En vez de la colección de cabezas parlantes del documental expositivo más clásico y una edición posmoderna vertiginosa orientada a evitar el aburrimiento del espectador tontito promedio del nuevo milenio, con un déficit de atención catastrófico, los realizadores optan en cambio por un enfoque por un lado bastante más tranquilo, casi siempre recurriendo a filmaciones hogareñas o de backstage del John septuagenario y a las entrevistas en audio con Petridis para Me símil narración en primera persona, y por el otro lado hilarantemente demagógico o crowd-pleaser aunque en versión rockera culta, jugada que por cierto en el ecosistema eltoneano grandilocuente resulta muy buena ya que el documental se centra sin ningún eufemismo en aquella fase de oro de 1970-1975 y por supuesto en esa especie de “reafirmación de la vida” que condensan tanto los shows en el Dodger Stadium como el tour de conciertos de despedida, Farewell Yellow Brick Road.
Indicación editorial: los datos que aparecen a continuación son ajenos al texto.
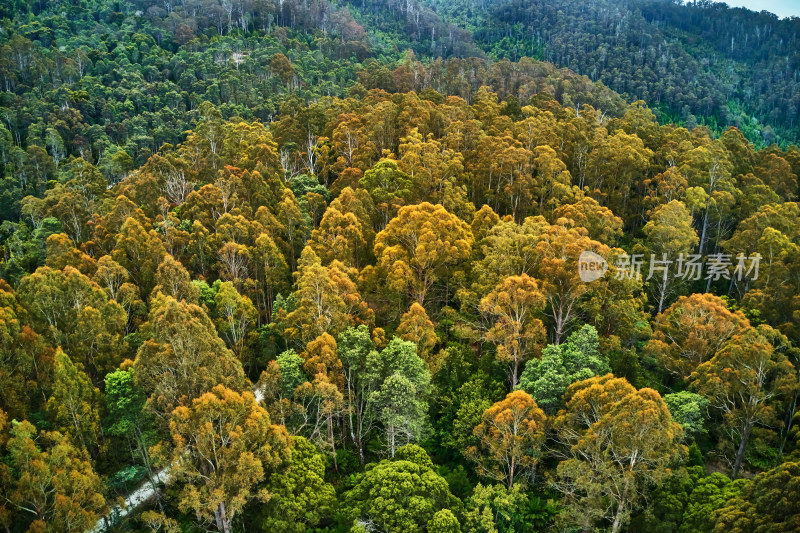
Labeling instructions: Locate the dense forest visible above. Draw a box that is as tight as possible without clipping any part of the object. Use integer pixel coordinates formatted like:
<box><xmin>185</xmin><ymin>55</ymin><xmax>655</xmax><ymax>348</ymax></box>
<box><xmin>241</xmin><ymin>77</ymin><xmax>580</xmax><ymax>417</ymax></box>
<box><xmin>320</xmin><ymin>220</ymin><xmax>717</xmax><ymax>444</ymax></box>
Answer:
<box><xmin>0</xmin><ymin>0</ymin><xmax>800</xmax><ymax>533</ymax></box>
<box><xmin>426</xmin><ymin>0</ymin><xmax>800</xmax><ymax>145</ymax></box>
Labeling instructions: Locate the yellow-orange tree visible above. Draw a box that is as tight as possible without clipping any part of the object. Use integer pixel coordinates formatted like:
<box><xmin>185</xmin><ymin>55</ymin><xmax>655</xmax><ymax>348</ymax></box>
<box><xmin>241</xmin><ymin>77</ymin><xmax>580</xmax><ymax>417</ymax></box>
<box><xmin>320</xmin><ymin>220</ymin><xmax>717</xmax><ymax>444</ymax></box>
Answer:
<box><xmin>644</xmin><ymin>294</ymin><xmax>750</xmax><ymax>380</ymax></box>
<box><xmin>170</xmin><ymin>385</ymin><xmax>291</xmax><ymax>533</ymax></box>
<box><xmin>375</xmin><ymin>202</ymin><xmax>473</xmax><ymax>305</ymax></box>
<box><xmin>478</xmin><ymin>274</ymin><xmax>545</xmax><ymax>389</ymax></box>
<box><xmin>467</xmin><ymin>390</ymin><xmax>546</xmax><ymax>488</ymax></box>
<box><xmin>553</xmin><ymin>374</ymin><xmax>685</xmax><ymax>533</ymax></box>
<box><xmin>691</xmin><ymin>325</ymin><xmax>797</xmax><ymax>477</ymax></box>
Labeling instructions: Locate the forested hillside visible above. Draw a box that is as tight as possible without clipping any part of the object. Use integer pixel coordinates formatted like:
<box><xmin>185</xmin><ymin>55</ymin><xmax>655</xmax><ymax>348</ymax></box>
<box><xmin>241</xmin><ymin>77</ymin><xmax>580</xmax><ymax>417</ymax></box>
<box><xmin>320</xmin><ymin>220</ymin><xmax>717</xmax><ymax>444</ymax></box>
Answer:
<box><xmin>0</xmin><ymin>0</ymin><xmax>800</xmax><ymax>533</ymax></box>
<box><xmin>425</xmin><ymin>0</ymin><xmax>800</xmax><ymax>145</ymax></box>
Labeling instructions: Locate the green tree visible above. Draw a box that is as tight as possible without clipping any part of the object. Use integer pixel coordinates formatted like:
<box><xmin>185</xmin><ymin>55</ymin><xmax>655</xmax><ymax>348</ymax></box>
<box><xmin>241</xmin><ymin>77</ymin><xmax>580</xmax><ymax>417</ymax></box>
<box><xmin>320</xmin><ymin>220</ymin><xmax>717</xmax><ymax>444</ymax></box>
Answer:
<box><xmin>342</xmin><ymin>454</ymin><xmax>460</xmax><ymax>533</ymax></box>
<box><xmin>261</xmin><ymin>437</ymin><xmax>336</xmax><ymax>533</ymax></box>
<box><xmin>519</xmin><ymin>325</ymin><xmax>611</xmax><ymax>415</ymax></box>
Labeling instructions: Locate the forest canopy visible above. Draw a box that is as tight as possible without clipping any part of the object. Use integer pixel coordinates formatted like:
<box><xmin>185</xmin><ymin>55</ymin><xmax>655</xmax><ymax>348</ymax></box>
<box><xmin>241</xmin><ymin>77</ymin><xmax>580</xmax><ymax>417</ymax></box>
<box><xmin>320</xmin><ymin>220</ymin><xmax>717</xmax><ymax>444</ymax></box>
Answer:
<box><xmin>0</xmin><ymin>0</ymin><xmax>800</xmax><ymax>533</ymax></box>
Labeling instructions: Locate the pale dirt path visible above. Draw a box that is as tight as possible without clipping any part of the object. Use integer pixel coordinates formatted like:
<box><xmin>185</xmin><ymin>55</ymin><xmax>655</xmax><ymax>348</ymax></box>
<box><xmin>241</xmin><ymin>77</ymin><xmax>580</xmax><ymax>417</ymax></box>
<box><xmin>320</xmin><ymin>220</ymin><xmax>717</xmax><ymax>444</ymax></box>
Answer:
<box><xmin>91</xmin><ymin>387</ymin><xmax>264</xmax><ymax>533</ymax></box>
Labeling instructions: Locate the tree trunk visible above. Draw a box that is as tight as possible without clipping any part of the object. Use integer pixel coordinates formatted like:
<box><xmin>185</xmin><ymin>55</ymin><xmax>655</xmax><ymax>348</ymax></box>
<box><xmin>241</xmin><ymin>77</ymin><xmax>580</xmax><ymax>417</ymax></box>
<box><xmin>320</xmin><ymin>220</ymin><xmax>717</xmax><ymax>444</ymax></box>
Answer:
<box><xmin>731</xmin><ymin>421</ymin><xmax>753</xmax><ymax>479</ymax></box>
<box><xmin>611</xmin><ymin>479</ymin><xmax>630</xmax><ymax>533</ymax></box>
<box><xmin>214</xmin><ymin>503</ymin><xmax>231</xmax><ymax>533</ymax></box>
Siempre enfatizando las dos premisas de fondo que guían a escala discursiva semejante repaso histórico, léase la cima es un lugar solitario y el dinero no compra felicidad, Elton John: Never Too Late se hace un festín en simultáneo con los detalles negativos del periplo, como los maltratos cíclicos de sus progenitores y del manager, su adicción a la cocaína, la propia sobreexigencia laboral y aquel intento de suicidio de 1975 previo al recital ante 110.000 personas, y con los aspectos positivos de toda esta montaña rusa conceptual, dimensión en la que hallamos primero la música en sí, sin los cortes abruptos por ignorancia del mainstream marketinero y hoy muy bien editada como cabría esperar de un “proyecto oficial” de esta naturaleza, y segundo la relación con Taupin, serendipia y amigo de toda la vida, y con John Lennon, eje del mejor segmento del documental porque se cubre en detalle su colaboración para Whatever Gets You thru the Night, temazo de Walls and Bridges (1974), y para un show de ese mismo año en el Madison Square Garden, a la postre el último recital que daría Lennon antes de su homicidio en 1980. Si bien al trabajo se lo puede acusar de descuidar el repertorio de los 80 y 90 y las facetas posteriores, como su filantropía, la lucha contra el SIDA y sus contactos con muchos mandatarios de centro izquierda de todo el planeta, el film cumple su objetivo de celebrar el querido glam de los 70 y el devenir apacible en familia del John veterano…

 

Elton John: Never Too Late (Reino Unido/ Estados Unidos, 2024)

Dirección y Guión: R.J. Cutler y David Furnish. Elenco: Elton John, Bernie Taupin, John Lennon, Alexis Petridis, David Furnish, Gus Dudgeon, John Reid, Paul Buckmaster, Allison Ponthier, Andrew Watt. Producción: R.J. Cutler, David Furnish y Trevor Smith. Duración: 102 minutos.